In his report he also gave progress results in respect of inquiries which he had made into the other two matters which are strictly within the jurisdiction of the Land Division. For this purpose, he heard evidence of many witnesses stretching over several days concerning the genealogy of Ramea and in particular a review of all the evidence relevant to that matter including an examination of the findings of the Courts in the 1940s.


The Section 391 application alleged that the Land Court Order of 29 September 1943 had been obtained by fraud and should be annulled. Having reviewed the evidence, he held this application was not made out and dismissed it. Different considerations needed to be taken into account in respect of the Section 450 application because under that section, the Land Division appears to have the same power as does the Chief Justice under Section 390A viz., to revoke a Succession Orders made in error - 390A of course is not confined to Succession Orders but can relate to any land matters. Nevertheless, in this particular case, the matters under review by Dillon J. and by me are identical and the powers under 390A are general whereas the powers under 450 are specific. Dillon J. has reviewed the evidence given before him and also forwarded me a full transcript of that evidence and all this I have read together with the files relating to the earlier hearings. The Judge however, very properly said, that he would not express his opinion on the evidence he had heard because to do so might exercise an undue influence on me in exercising my powers under Section 390A. Accordingly he adjourned the Section 450 application without expressing views on the evidence presented.

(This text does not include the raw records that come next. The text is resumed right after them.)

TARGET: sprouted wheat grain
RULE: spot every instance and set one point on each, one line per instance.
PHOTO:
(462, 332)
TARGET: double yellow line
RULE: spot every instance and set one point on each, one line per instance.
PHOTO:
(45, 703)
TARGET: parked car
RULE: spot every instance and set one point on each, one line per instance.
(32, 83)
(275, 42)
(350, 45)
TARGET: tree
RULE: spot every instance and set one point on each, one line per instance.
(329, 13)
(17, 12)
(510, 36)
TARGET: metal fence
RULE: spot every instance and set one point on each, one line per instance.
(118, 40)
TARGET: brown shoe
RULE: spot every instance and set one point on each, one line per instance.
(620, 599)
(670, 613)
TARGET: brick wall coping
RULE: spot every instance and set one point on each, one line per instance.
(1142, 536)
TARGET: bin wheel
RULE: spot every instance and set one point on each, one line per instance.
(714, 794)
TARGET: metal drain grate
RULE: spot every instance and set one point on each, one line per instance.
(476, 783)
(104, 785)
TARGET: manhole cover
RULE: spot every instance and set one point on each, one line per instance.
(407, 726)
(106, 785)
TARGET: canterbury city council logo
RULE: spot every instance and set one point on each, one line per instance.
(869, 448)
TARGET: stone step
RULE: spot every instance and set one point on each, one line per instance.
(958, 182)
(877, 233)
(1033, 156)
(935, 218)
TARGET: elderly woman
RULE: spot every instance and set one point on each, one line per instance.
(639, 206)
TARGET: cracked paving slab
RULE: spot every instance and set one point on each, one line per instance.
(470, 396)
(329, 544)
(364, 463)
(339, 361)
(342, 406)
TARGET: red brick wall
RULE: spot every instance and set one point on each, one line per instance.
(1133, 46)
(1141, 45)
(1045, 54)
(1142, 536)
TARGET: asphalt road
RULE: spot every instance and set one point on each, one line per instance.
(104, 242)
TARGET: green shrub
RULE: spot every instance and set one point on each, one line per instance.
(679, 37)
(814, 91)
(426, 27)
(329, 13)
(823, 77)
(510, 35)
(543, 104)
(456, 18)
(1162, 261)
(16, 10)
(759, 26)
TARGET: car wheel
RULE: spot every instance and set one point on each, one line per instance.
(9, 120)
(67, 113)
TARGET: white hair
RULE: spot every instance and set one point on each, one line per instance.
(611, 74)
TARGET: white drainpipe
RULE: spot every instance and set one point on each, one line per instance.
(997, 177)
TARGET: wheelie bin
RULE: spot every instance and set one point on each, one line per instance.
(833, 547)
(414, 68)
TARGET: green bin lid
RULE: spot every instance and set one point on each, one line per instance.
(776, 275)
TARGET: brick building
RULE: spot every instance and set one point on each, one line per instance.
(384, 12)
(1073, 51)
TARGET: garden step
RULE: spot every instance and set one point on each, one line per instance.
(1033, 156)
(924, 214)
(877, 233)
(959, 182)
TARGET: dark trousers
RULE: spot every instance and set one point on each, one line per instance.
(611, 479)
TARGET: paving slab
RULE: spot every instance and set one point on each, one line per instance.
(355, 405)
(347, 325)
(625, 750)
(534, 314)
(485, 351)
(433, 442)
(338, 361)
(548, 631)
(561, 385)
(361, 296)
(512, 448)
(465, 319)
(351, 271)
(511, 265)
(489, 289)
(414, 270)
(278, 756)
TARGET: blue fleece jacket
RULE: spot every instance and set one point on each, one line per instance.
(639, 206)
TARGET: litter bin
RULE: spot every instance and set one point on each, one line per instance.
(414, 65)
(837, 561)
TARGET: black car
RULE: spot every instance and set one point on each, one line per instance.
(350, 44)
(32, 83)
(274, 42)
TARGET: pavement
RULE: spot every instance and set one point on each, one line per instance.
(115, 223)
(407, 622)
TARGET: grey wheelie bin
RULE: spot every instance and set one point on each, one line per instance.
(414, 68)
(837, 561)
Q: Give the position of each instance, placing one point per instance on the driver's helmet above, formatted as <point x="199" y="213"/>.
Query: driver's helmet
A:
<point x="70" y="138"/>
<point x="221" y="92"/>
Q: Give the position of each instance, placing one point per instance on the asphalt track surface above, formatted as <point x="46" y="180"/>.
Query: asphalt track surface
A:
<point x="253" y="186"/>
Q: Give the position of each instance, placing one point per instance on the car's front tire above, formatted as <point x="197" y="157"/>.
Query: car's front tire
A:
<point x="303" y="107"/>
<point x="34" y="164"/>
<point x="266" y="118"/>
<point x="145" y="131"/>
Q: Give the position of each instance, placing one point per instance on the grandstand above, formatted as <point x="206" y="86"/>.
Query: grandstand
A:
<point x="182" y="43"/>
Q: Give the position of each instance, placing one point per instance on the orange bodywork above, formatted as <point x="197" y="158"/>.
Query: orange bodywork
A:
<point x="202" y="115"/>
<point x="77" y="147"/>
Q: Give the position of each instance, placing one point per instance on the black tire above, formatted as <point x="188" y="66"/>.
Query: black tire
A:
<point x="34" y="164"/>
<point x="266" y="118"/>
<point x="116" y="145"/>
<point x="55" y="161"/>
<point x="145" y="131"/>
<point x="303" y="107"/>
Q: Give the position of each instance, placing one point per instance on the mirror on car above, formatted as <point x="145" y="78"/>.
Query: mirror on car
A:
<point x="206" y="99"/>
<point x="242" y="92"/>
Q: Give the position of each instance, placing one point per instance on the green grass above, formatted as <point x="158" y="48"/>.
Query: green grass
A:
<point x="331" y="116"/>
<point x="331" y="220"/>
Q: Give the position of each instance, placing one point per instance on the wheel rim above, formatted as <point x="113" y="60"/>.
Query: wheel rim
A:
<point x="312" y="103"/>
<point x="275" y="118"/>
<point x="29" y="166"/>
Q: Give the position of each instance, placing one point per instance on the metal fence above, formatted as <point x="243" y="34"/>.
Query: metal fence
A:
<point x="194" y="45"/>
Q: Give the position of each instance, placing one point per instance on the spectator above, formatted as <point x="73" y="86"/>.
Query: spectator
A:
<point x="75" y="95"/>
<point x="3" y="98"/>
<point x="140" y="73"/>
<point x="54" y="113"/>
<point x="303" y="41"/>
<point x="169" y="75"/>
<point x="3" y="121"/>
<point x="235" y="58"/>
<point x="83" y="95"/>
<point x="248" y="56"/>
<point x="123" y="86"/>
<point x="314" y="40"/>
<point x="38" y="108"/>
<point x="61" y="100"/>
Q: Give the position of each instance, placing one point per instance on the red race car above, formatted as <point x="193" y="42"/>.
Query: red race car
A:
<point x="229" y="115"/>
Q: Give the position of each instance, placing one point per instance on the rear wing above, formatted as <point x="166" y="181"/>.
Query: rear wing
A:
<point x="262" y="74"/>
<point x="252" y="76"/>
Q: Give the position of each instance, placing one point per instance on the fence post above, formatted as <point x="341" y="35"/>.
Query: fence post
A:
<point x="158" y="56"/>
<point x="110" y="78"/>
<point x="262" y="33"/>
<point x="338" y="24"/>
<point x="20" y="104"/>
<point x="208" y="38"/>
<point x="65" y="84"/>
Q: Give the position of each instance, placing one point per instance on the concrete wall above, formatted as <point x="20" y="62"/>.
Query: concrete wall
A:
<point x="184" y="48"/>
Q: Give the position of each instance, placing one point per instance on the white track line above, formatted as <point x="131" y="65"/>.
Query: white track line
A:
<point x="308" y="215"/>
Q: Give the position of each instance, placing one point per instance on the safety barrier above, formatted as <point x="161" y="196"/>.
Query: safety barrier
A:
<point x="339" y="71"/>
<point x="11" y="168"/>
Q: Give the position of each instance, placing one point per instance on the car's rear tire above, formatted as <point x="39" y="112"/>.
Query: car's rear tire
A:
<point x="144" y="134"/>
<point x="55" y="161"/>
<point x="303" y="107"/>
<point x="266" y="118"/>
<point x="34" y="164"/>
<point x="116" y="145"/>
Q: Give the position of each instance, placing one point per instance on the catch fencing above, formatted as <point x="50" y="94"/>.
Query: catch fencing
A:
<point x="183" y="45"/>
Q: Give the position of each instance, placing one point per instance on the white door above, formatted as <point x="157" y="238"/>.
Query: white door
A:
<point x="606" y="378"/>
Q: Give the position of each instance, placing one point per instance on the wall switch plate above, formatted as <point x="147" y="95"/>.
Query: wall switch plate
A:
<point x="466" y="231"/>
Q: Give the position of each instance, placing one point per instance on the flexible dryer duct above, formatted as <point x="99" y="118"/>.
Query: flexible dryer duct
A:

I wish to make the following general observations. Section 390A at first reading, gives the powers of being a procedural remedy for attending to slips or mistakes in the exercise of a court function or any errors of laws particularly of such matters as jurisdiction, and I have previously acted under that section to correct jurisdictional errors.


Nevertheless, the wording of the section is extremely wide and read without limitation would enable a Chief Justice to exercise a general right to rehearing of any matter in the Land Division on any ground at any time. In view of the limitations on rights of appeal which are imposed elsewhere in the Act, I do not think it was intended to be as all encompassing as this. I do not propose to make any general ruling to cover all types of applications which may overlap or encroach upon other provisions in the Act. This must be left until individual cases occur.


However, I am quite clear as to what the situation ought to be in the present instance. If I could detect obvious jurisdictional errors or erroneous decisions on points of law made at any of the hearings in 1943 or 1946, I would so rule. But none are apparent. The other matter which might arise is whether the evidence recently taken and the submissions extensively canvassed in front of Dillon J. called for the earlier Succession Order to be revoked. That is a matter in which Dillon J. who is the specialist experienced in the field of land law and who heard and saw the witnesses, is much better placed than am I and I decline to trespass into an area which is more properly before him. I restrict myself to say that nothing that I have read in any of the material moves me to act under Section 390A and that application is dismissed but without prejudice to the continuation and determination by Dillon J. of the Section 450 application based on all that he has had before him.